De-globalization and the analysis of the conjuncture
The term is not new no, “de-globalization” derived from very profound, though little-discussed, changes in developed countries where trade as part of economic activity and between periods from 1914 to 1970, the decline that made these economies less integrated with The rest of the world, deepened economic globalization.
So the current process despite economic globalization has become confused, with an apparent return to the “wealth of nations” (reference to the period of Adam Smith), what is hidden is that clear break for globalization with the Great Recession of 2009 , As the KOF Swiss Economic Institute states: “The bursting of the dot-com bubble and the events of September 11, 2001 simply slowed down the pace of globalization, but the latest economic and financial crisis created a severe setback for the globalization process.”

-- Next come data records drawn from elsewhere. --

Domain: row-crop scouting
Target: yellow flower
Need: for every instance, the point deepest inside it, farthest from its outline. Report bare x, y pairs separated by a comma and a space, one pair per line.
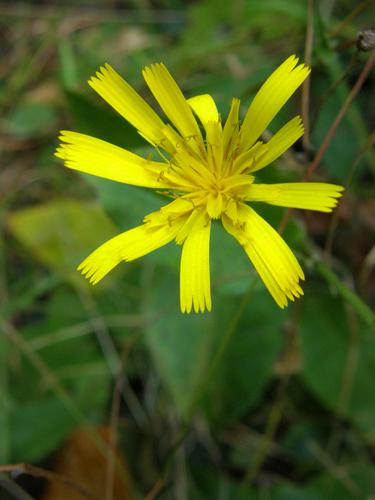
207, 167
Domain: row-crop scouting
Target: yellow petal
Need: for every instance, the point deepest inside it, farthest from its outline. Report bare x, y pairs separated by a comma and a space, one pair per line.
171, 100
271, 256
280, 142
308, 195
205, 108
127, 246
231, 126
195, 269
273, 94
128, 103
94, 156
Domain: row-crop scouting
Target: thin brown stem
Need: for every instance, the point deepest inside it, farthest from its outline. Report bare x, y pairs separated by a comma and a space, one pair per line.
332, 131
32, 470
305, 98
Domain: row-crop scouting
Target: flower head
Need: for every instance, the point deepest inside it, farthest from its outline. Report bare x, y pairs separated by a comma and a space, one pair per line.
208, 168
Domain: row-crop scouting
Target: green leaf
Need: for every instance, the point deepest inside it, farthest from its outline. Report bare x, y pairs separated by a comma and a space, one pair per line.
354, 481
247, 363
30, 119
339, 359
61, 233
38, 427
102, 122
184, 346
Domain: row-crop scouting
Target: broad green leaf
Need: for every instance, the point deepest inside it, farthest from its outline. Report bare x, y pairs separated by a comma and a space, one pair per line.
184, 347
61, 233
339, 359
38, 427
30, 119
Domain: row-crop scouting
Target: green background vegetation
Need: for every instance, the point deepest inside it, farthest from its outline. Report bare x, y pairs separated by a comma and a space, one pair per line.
263, 402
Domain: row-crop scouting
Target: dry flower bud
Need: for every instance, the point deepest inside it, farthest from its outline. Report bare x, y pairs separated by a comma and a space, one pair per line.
365, 40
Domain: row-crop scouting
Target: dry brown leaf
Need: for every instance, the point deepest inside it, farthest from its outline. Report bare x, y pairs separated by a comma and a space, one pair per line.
83, 463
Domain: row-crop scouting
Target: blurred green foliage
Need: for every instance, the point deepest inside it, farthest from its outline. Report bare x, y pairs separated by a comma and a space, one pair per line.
264, 403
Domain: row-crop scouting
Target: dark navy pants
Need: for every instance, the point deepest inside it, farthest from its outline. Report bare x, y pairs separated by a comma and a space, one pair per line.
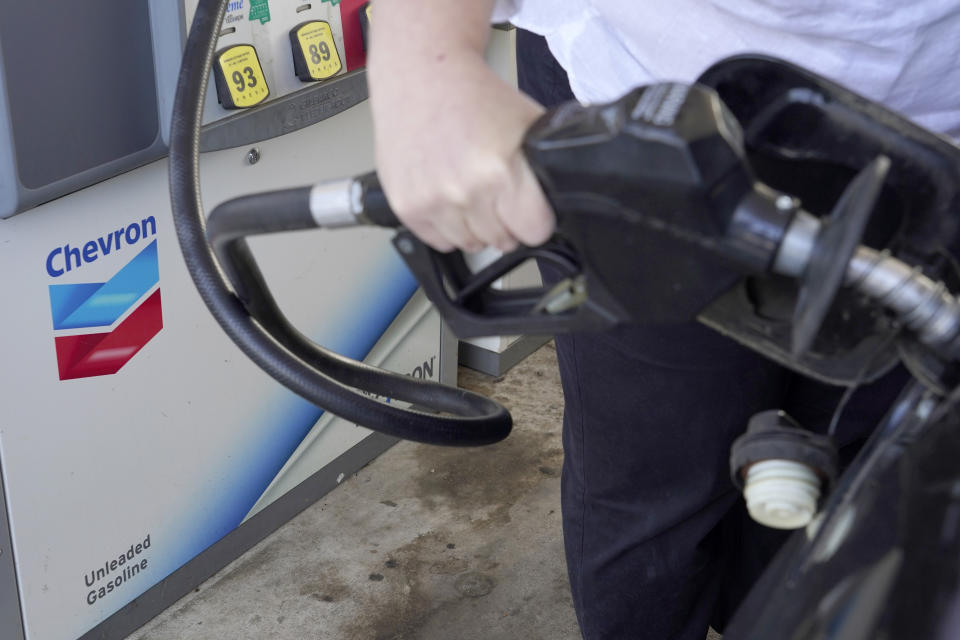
658, 541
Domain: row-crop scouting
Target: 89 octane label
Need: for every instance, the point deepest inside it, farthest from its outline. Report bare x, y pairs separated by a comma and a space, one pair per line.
319, 50
241, 77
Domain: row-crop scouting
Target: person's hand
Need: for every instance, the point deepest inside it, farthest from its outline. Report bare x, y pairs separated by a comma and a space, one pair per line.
448, 130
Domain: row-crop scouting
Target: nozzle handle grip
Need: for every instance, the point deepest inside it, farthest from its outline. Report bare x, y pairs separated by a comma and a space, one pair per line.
374, 200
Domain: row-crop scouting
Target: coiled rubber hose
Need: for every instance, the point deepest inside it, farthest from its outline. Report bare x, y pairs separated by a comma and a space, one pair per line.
478, 420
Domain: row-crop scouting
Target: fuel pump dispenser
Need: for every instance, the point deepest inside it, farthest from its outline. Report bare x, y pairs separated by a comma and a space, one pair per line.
773, 205
140, 452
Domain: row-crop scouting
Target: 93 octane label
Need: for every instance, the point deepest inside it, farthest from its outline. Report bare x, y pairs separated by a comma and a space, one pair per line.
319, 50
242, 76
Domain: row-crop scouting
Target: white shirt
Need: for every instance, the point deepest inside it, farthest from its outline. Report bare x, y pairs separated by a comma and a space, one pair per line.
903, 53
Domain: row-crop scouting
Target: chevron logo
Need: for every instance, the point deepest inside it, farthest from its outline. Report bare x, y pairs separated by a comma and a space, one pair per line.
127, 305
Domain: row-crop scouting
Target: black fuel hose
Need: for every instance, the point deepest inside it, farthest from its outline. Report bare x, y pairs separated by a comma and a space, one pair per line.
323, 377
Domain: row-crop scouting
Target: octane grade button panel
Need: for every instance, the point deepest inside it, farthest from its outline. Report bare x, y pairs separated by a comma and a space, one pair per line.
315, 55
239, 77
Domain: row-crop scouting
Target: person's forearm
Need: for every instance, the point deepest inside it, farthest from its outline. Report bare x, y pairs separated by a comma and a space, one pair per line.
448, 130
426, 32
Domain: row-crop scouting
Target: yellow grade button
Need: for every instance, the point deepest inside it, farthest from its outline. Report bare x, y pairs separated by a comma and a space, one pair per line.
315, 55
239, 76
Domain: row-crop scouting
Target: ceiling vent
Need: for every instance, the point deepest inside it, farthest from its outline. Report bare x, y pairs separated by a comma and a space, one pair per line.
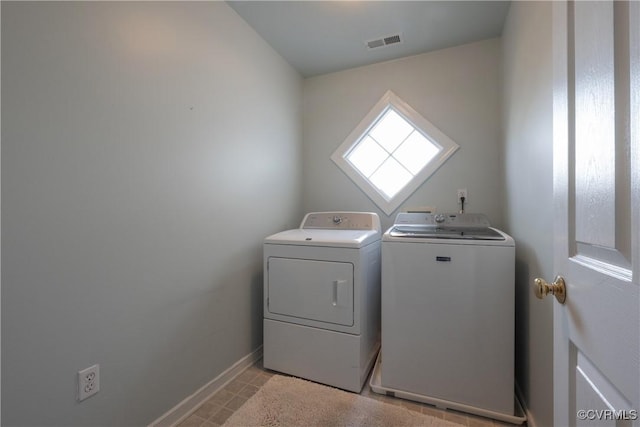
383, 41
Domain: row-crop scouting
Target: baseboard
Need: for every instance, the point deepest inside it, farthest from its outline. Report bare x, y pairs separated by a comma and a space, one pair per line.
530, 418
185, 408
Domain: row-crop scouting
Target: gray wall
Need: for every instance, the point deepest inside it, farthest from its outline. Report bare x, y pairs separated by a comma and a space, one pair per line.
528, 202
147, 149
457, 89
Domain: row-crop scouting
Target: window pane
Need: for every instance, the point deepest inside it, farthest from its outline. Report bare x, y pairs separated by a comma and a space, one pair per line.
390, 178
416, 152
391, 130
367, 156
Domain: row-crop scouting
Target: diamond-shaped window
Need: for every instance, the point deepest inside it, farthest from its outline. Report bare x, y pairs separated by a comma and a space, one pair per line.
392, 152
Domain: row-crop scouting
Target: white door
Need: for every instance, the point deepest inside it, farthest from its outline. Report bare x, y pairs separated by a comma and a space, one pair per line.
303, 289
597, 212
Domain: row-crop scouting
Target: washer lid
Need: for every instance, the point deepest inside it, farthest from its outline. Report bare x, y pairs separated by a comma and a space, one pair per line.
322, 237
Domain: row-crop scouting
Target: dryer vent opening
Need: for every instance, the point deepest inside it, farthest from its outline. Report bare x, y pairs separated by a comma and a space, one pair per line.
383, 41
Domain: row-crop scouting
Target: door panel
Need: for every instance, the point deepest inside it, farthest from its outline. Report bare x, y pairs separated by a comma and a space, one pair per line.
313, 290
597, 338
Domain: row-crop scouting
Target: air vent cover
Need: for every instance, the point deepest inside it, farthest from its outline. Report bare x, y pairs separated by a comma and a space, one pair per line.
383, 41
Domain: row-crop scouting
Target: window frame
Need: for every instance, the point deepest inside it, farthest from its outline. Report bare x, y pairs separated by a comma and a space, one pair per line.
446, 147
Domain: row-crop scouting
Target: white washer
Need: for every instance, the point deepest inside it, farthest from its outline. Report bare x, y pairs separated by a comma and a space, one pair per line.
448, 314
322, 298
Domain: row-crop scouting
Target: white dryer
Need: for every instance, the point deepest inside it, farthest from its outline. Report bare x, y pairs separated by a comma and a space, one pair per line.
448, 314
322, 298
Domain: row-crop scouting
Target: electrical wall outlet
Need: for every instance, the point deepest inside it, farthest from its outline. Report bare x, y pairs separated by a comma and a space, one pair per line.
88, 382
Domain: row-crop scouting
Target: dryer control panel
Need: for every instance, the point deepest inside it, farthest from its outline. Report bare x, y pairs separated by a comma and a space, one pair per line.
341, 221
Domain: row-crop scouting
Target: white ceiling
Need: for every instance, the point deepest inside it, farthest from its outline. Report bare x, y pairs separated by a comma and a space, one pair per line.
318, 37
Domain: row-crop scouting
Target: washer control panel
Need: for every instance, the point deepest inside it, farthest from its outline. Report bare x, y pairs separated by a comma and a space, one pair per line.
341, 221
443, 220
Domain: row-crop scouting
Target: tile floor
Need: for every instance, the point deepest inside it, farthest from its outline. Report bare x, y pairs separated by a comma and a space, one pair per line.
215, 411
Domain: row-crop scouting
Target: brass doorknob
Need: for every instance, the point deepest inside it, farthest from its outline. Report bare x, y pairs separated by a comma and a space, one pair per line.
558, 288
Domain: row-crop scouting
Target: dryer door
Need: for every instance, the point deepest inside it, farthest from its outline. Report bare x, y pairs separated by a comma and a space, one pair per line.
311, 290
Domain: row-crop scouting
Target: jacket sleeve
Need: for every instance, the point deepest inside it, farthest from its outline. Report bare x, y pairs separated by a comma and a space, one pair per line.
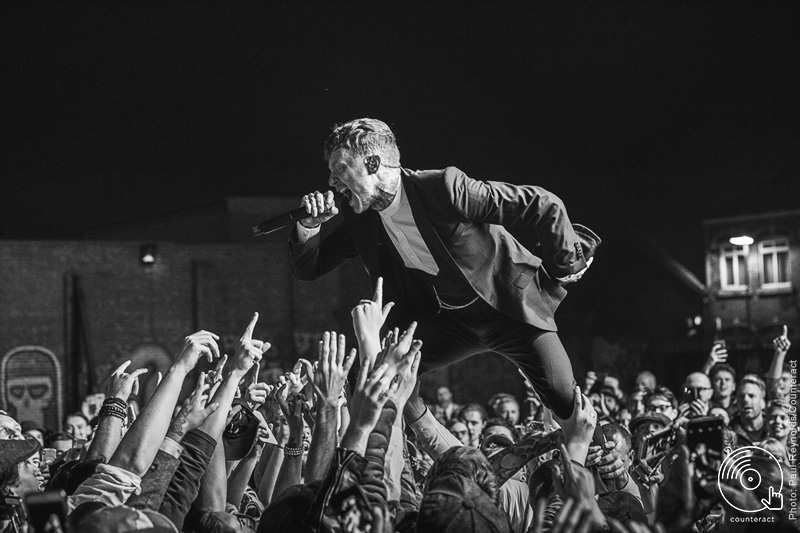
504, 204
434, 438
318, 256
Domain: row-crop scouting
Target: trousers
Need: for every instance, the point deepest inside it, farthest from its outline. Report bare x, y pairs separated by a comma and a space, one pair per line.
452, 335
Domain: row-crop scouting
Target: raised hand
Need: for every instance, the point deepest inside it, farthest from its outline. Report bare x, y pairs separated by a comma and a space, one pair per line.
396, 347
579, 427
408, 372
372, 392
782, 342
249, 350
292, 409
368, 319
334, 365
203, 343
321, 208
193, 412
578, 483
122, 384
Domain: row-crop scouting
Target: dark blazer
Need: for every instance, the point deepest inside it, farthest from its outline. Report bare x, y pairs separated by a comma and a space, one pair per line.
461, 221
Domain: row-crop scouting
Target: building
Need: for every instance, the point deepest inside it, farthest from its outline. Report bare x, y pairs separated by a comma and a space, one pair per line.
753, 274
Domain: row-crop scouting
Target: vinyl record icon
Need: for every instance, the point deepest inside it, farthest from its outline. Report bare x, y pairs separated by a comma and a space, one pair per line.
738, 469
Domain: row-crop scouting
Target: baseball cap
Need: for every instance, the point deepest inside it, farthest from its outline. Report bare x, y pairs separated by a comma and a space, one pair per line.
456, 504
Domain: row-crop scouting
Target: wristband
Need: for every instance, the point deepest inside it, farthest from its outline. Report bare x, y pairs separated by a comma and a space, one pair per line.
109, 410
115, 402
419, 417
288, 451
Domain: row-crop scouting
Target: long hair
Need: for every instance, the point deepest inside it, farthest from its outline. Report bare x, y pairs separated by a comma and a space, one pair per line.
468, 462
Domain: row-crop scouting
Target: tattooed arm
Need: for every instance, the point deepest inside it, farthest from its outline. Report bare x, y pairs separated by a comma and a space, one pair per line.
140, 444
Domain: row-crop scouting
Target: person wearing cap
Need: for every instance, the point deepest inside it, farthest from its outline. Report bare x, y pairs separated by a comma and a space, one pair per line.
438, 238
461, 496
16, 479
647, 424
10, 429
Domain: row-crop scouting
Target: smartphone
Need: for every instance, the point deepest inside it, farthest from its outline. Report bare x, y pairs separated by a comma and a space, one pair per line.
47, 511
704, 440
49, 455
15, 513
352, 511
654, 447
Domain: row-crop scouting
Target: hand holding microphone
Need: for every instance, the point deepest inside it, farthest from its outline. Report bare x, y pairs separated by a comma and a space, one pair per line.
320, 206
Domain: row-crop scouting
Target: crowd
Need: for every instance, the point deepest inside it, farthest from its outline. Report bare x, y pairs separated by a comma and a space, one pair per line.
316, 452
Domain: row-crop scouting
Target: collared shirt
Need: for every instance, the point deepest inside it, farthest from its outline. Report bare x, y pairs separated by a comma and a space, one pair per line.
398, 219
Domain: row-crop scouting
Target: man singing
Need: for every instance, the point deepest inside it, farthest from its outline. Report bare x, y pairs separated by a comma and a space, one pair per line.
437, 237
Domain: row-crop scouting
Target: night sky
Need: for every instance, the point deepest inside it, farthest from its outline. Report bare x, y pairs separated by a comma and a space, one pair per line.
644, 117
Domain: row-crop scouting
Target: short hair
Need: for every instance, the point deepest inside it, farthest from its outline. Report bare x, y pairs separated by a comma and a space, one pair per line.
754, 379
664, 393
501, 422
467, 462
363, 137
720, 367
473, 407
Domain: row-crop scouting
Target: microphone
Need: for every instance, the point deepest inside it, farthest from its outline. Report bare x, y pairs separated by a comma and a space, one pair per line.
281, 221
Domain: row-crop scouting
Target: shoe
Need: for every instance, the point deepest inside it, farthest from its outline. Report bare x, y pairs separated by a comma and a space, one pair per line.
589, 241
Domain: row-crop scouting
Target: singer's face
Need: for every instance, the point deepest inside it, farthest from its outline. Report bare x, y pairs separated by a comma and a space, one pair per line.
350, 178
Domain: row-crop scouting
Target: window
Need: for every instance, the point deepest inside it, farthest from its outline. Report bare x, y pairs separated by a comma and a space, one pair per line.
733, 268
773, 263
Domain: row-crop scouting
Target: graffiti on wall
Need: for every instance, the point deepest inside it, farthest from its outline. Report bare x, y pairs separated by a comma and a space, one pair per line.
30, 386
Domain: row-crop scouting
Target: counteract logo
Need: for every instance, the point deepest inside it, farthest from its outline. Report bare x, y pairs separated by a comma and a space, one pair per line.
736, 468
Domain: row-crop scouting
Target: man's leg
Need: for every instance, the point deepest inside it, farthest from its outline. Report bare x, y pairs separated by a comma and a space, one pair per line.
445, 341
539, 354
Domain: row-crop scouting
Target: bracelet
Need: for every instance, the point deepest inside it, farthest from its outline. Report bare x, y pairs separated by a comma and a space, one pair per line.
115, 402
424, 411
288, 451
109, 410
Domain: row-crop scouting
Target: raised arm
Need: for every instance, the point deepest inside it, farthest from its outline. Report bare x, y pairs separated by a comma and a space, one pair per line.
329, 380
781, 344
111, 417
140, 444
368, 319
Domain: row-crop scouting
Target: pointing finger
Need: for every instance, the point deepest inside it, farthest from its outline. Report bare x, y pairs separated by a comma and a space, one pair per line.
378, 296
121, 368
248, 332
136, 373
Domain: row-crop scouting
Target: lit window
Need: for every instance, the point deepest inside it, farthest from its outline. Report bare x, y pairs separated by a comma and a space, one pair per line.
774, 264
733, 268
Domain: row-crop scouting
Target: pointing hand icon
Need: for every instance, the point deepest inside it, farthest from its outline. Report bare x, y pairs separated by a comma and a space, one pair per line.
775, 502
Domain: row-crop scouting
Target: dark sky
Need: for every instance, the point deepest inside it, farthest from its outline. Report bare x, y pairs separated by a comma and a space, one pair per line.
642, 116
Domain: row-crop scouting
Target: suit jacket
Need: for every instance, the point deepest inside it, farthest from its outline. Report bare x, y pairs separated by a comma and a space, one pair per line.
461, 221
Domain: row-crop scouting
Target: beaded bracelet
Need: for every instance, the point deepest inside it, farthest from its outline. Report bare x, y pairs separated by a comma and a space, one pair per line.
288, 451
115, 402
111, 410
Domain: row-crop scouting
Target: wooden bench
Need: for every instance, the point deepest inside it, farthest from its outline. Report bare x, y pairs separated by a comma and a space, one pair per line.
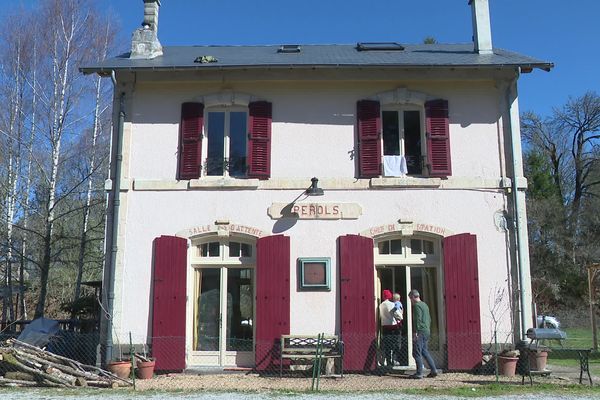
304, 348
582, 354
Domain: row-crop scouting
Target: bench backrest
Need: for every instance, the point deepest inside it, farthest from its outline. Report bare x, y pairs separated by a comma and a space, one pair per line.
308, 343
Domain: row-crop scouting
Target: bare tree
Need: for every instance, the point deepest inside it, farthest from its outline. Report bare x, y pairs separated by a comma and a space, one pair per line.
563, 164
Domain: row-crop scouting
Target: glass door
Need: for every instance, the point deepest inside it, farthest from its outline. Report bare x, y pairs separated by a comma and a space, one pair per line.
223, 316
425, 280
394, 279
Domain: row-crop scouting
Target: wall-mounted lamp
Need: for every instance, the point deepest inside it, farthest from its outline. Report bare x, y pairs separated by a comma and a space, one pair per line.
314, 189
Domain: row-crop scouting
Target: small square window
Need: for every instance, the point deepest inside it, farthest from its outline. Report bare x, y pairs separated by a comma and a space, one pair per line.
246, 250
314, 274
396, 246
428, 247
416, 246
237, 249
234, 249
211, 249
384, 247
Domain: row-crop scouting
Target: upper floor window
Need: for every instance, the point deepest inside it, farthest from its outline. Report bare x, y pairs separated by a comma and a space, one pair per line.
402, 152
238, 141
403, 139
226, 145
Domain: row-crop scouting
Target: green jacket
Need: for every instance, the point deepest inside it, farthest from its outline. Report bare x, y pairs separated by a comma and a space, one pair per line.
421, 318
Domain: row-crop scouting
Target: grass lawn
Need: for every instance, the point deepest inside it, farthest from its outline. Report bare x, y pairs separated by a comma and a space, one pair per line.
577, 338
496, 389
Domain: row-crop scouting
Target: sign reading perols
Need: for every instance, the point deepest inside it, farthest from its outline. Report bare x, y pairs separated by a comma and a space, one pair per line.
315, 210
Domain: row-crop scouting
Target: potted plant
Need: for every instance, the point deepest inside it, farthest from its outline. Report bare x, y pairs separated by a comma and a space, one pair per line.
120, 367
507, 362
538, 359
144, 365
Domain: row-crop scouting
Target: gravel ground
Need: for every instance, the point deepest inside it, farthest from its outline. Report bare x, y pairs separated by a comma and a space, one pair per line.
210, 386
46, 395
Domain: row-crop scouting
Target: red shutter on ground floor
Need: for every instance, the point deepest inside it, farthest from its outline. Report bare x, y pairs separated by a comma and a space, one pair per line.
369, 138
259, 139
357, 302
190, 140
438, 138
272, 299
168, 303
461, 295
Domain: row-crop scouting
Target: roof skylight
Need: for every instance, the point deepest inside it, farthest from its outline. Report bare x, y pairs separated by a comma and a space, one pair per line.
374, 46
289, 48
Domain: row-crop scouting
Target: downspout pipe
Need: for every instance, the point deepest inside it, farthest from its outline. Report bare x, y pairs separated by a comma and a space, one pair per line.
520, 213
116, 187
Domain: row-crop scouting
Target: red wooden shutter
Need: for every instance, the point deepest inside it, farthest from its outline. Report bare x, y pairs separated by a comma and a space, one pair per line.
168, 303
190, 140
259, 140
272, 299
369, 138
357, 302
438, 138
461, 284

The same institute in 2013 suggested in another report: “The largest upward movement as a region occurred in South Asia. Latin America and sub-Saharan Africa recorded a very small decrease in their regional average: high-income countries, Particularly the OECD countries, continue their trend of stagnation that began even before the current crisis. “
It is not a single or fatalistic analysis, it only explains why more conservative people find their way into a more conservative discourse, the reasons are economic rather than “cultural” or “political”, employment and money “Are disappearing from the pocket of” developed “countries.
For this reason, it is necessary to think of a culture of planetary solidarity and solidarity as an exit point, but without “forgetting” the local problems.